But if Easter is a light to crack the sky and blind the very stars, it’s still a light that far too many people don’t see. Perhaps they haven’t heard the message; perhaps they have only heard a distorted version of it that hides the light; but whatever the reason, they walk on in shadow. C. S. Lewis described Narnia under the reign of the White Witch as a land where it was always winter and never Christmas; for many in this world, it’s always Saturday and never Easter.

And so we see people carrying on as best they can, seeking out scraps of meaning to paper over their doubts, snaring bits of hope to give themselves a reason to keep going, snatching fragments of answers to ward off the questions that haunt and torment them; and from our cities and our towns we hear the wail of grief and the shriek of rage, the moan of pain and the cry of fear, and running through them all the sad whisper of loneliness, isolation, and alienation.

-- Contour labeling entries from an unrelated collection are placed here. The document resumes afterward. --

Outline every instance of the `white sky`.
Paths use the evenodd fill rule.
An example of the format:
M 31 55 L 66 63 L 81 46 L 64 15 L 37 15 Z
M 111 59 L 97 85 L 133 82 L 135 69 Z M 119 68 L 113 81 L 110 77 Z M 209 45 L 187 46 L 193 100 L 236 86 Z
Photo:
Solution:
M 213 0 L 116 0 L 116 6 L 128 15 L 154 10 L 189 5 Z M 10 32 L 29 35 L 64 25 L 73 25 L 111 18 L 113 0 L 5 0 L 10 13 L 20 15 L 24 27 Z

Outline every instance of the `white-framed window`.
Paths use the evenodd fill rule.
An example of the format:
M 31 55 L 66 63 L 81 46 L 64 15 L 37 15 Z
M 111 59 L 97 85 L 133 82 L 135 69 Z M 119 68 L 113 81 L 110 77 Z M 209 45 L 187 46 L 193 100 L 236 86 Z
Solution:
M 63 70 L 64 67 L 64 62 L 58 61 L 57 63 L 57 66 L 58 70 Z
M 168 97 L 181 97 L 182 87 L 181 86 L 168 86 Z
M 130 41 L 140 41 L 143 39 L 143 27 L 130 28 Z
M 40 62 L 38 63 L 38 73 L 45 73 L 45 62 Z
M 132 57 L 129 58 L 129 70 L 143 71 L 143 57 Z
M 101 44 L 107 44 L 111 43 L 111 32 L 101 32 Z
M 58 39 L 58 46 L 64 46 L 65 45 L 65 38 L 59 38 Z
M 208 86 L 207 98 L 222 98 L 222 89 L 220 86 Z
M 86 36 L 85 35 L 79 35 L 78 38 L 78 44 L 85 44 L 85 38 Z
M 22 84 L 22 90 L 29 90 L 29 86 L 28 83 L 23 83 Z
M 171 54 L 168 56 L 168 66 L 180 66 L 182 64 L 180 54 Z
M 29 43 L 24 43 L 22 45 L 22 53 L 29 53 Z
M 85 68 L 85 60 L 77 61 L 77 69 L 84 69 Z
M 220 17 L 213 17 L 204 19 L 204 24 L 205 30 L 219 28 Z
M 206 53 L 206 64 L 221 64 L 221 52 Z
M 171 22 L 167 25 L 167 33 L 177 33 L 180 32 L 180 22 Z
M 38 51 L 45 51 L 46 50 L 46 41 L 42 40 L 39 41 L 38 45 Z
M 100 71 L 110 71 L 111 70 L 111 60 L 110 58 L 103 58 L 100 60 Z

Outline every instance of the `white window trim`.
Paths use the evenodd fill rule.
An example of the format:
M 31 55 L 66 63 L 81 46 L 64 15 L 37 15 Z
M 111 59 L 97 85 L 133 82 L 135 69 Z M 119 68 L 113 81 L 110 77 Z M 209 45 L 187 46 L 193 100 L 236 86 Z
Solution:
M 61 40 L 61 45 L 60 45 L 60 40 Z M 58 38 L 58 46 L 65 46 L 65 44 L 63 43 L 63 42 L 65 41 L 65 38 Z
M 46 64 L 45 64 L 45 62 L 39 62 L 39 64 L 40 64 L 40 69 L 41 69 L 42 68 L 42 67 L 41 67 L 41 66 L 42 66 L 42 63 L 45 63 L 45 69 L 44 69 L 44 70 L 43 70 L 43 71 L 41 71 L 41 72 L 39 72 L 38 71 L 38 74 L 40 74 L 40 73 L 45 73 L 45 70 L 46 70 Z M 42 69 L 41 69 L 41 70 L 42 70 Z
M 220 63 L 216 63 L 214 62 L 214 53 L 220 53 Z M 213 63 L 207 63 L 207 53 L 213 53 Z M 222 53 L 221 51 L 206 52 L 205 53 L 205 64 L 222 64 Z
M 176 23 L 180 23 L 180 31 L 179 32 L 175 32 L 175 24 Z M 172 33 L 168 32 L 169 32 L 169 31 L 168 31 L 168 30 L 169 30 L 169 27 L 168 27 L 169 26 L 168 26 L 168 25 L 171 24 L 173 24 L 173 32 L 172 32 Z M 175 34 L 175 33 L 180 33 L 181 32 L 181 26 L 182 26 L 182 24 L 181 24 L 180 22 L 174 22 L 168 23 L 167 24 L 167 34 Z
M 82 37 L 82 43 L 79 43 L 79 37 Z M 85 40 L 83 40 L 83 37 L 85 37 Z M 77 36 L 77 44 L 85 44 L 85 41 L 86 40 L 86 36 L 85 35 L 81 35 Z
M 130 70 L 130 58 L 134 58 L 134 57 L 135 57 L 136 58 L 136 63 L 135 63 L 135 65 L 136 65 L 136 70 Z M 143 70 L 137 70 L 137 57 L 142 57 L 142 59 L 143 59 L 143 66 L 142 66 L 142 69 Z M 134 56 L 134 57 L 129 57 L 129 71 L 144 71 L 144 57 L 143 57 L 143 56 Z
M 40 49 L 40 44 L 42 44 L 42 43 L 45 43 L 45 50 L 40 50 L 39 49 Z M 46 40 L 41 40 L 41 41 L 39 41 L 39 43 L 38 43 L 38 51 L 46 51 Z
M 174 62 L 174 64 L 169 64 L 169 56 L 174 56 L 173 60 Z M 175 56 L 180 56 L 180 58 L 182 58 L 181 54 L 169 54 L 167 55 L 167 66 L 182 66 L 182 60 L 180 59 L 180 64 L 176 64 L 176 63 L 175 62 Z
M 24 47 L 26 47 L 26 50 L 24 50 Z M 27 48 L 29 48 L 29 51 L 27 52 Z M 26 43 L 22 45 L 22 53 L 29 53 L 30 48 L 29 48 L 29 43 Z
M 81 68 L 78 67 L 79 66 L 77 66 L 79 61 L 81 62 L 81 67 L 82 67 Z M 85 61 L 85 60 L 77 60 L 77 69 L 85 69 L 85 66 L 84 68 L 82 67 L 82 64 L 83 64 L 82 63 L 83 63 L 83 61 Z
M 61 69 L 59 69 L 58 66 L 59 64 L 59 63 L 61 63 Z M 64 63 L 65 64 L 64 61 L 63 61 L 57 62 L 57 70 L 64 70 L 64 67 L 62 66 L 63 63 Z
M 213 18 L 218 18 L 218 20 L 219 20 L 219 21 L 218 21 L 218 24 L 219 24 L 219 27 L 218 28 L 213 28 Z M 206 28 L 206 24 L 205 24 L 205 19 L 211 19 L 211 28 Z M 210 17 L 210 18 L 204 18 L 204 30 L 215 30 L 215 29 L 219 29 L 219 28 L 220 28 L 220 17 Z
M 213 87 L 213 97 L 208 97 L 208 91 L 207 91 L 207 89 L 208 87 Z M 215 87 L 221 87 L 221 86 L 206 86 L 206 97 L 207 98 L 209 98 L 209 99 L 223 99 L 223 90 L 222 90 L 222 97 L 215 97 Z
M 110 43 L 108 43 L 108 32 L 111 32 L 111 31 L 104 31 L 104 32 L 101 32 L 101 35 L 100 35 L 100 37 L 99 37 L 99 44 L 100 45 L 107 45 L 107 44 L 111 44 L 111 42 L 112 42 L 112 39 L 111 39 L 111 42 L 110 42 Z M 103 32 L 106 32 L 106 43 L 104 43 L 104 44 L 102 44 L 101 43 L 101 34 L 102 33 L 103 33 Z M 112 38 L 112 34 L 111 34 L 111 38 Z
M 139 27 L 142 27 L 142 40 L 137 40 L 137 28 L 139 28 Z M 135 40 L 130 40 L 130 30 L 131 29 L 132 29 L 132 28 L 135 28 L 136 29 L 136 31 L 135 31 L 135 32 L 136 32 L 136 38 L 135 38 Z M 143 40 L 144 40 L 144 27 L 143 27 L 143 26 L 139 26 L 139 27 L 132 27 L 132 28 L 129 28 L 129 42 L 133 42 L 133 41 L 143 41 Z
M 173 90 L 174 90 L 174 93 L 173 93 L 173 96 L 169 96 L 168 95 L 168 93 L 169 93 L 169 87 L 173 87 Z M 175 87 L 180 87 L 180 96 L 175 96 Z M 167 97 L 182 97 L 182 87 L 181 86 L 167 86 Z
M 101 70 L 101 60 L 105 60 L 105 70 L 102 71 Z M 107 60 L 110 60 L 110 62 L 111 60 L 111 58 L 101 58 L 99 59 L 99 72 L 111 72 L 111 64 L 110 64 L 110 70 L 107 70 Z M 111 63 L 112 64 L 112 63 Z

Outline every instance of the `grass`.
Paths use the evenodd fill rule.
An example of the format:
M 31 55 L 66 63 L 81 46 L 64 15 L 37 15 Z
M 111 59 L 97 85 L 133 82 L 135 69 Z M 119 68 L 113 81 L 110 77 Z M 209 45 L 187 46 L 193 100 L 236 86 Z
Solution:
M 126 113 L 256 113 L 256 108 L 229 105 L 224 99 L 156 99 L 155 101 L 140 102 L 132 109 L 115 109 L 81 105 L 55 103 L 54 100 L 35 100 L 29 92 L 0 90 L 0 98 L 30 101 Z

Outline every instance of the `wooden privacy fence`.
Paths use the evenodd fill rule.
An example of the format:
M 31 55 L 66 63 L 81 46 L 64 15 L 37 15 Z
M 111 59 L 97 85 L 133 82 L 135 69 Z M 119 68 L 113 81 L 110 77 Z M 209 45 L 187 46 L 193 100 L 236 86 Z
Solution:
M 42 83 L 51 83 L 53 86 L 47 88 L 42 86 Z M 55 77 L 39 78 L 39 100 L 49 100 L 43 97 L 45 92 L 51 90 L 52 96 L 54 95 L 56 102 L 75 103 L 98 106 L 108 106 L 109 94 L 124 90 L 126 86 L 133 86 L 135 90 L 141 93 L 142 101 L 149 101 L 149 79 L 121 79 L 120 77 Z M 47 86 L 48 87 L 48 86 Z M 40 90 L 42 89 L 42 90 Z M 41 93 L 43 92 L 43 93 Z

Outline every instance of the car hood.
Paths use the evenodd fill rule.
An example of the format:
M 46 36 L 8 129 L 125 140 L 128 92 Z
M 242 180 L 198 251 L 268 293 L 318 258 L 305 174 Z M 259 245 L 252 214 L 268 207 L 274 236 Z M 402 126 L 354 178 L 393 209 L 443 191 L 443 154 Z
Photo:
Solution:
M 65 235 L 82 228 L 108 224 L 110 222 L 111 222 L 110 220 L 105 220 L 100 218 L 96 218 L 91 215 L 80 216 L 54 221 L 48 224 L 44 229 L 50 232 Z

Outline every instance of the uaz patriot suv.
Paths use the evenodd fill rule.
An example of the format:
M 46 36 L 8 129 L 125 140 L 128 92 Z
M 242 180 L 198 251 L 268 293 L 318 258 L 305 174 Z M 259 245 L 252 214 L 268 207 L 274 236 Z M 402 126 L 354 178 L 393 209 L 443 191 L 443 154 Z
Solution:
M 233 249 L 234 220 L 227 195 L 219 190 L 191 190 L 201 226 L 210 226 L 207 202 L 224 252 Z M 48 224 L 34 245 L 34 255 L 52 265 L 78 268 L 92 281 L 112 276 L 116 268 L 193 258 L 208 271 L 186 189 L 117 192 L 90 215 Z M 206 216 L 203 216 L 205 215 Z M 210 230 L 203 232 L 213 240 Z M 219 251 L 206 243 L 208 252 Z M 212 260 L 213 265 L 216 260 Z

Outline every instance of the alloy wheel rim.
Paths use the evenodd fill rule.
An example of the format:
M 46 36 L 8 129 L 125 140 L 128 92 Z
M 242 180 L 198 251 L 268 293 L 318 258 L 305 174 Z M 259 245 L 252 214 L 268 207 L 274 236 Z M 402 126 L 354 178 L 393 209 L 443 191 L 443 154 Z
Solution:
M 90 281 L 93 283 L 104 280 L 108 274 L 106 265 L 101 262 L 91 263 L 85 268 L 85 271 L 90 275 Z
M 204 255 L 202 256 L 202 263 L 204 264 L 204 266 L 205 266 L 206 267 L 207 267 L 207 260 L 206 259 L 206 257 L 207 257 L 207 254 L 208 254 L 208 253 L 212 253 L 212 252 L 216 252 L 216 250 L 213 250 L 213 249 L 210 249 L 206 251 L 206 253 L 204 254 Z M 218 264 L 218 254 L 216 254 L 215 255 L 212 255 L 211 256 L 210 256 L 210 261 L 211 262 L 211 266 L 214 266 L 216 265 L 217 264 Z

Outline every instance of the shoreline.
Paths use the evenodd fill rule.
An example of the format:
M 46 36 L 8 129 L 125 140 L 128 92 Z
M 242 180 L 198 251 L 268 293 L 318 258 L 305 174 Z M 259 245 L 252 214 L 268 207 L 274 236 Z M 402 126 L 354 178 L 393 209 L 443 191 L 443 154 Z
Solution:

As human beings, at some deep level we need answers to the questions of why we are here and what our lives are worth, and we need the promise that someone loves us no matter what; and apart from God, this world can’t provide those. It can’t offer any resolution to the discordant voices of grief and pain, rage and fear. But over and above the discord, the thunder unleashed that first Easter continues to sound, the blast front of that explosion continues to roll over us; as Peterson says, “Throughout the wail and shudder, over the shriek and moan of man, the thunder has sounded and sung, and it is both the answer and the promise. It sings still, and you can hear what it says if you listen: love never dies.”

The heart of the matter

For the bedtime reading for our two older girls, we’re in the process of working our way through the Chronicles of Narnia; right now, we’re six chapters in on The Voyage of the Dawn Treader, which is and always has been my favorite of the books. (Hey, I’m male, and the son of a sailor to boot, and it’s the most classically adventurish of the lot.) This evening, I was reading ahead a bit, and in chapter seven I was struck by an exchange I’d completely forgotten about:

“I think you’ve seen Aslan,” said Edmund.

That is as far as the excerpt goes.